Because I've received messages about this let me be forthright. I've hired DS/DAs, been one myself, and seen a lot of good and bad from both "types". The absolute worst are the people who approach things from a tools perspective first and/or assume that there is some optimal toolset. I can firmly tell you that a good recruiter or analytics team will almost always prefer "Occam's Razor" type candidates as they are likely to have a much lower draw on resources, spending, and system complexity. With that said I hope my answer offers insight from this biased POV.
This is partially because a lot of people do not differentiate between "Data Analyst" and "Data Scientist" AND because the latter is a sexy, undefined title that pays well and everyone wants. To me a Data Scientist is not necessarily an analyst. Many great DS I've met are basically developers that are really, really skilled at storing, processing, and manipulating massive amounts of data. The science part comes from a background that integrates these skills with various economic, mathematic, and statistical analysis techniques that would otherwise be impossible, slow, or difficult without the assembly of a host of techniques to get data from unusable to usable. Python is a language that many have used to facilitate such operations and it can be very, very fast in use cases that rely on memory-heavy operations, fast looping, or writing operations that will eventually become production code. Please re-read this last point over and over until you understand why this matters for various analytic tasks.
A Data Analyst is often less concerned with how this backend works and more on ways to provide fast, actionable analysis of a dataset. For me personally I deal with "Big Data", but I don't really need to do a lot to my datasets to get them ready for processing nor does my code feed into a production environment in any way. People call me a "Data Scientist" in the sense that I take largely unstructured swaths of data, produce smaller datasets from it, and then conduct various analytic tasks to help make sense of the data. I develop specific reports and quite honestly most of my ML implementations run "fast enough" on R that I don't need to use much Python these days. I'm also not being paid to develop in-house solutions that rely on resource-heavy operations. I've used Python extensively in the past, but for what I currently do its really unnecessary.
Unfortunately everyone wants the "Data Scientist" title so they tend to do Google searches for what this title entails and approach it from a tools perspective first. The problem with this is that recruiters and managers that know nothing about data analysis tend to think "Lots of Data Scientists use Python so we should require that". In reality I know some phenomenal DS that use PostGres, Excel, and sometimes a bit of R (but rarely). On the other hand I know guys that can develop a parallelized network solution for running advanced models in a flash, but can't actually tell you what about an analytic product is useful to the end constituents. They can run models, cite various correlation measures, etc. but can't tell anyone what to do with that information.
My general advice to people is figure out which you are good at, a job calls for, and you want to do. There is nothing worse than being the guy that had to use an extensive technology stack to be outshined by someone that might, on a good day, be an Excel superuser. Same goes for the opposite.
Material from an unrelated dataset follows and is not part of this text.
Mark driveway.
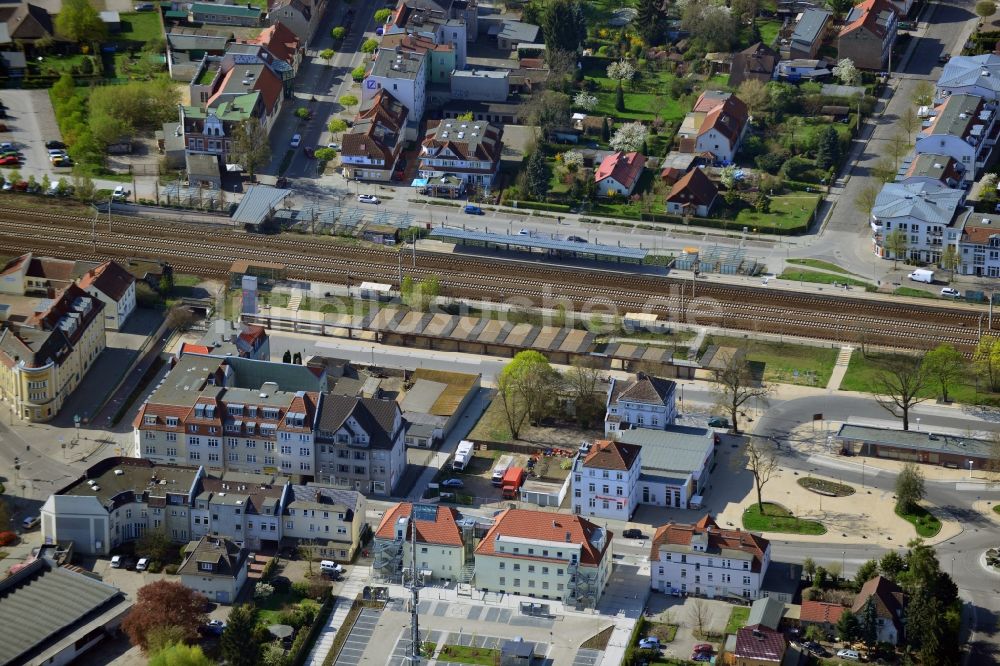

Don't go by what the internet tells you, go by what you need to solve the problems that you are hired to solve.
Python and R are the two most popular programming languages used extensively by Data analysts and Data Scientists. Both the languages are free and open-source and were developed in the 1900s. However, following are some of the reasons which gives Python edge over R that makes it even more popular among the community.
Purpose and utility: R was developed with the purpose of delivering a user-friendly way of performing statistical analysis and graphical modelling and hence R is more suited for statistical data analysis. However, Python was developed as general-purpose-programming language with the purpose of increasing code readability.
Libraries: The Comprehensive R Archive Network (CRAN) offers 10,033 packages for statistical analysis of data. The Python Package Index (PyPi) offers 102,199 packages, all for data analysis requirements. The sheer number makes python the winner in this regard.
Processing: R is believed to be slower than python in data processing and can take upto hours for a poorly written code as the language was developed for small data statistical analysis only.
Web integration: Since Python has evolved with the Unix Web servers it provides easy integration. Django one of the most common web application framework is written in python. Others include Gunicorn, Python Paste, Tornado etc.
Python has Ipython Notebook: The IPython Notebook makes it easier to work with Python and data. It provides easy sharing of notebooks with colleagues without installation requirements. This drastically reduces the overhead of organizing code, output and notes files.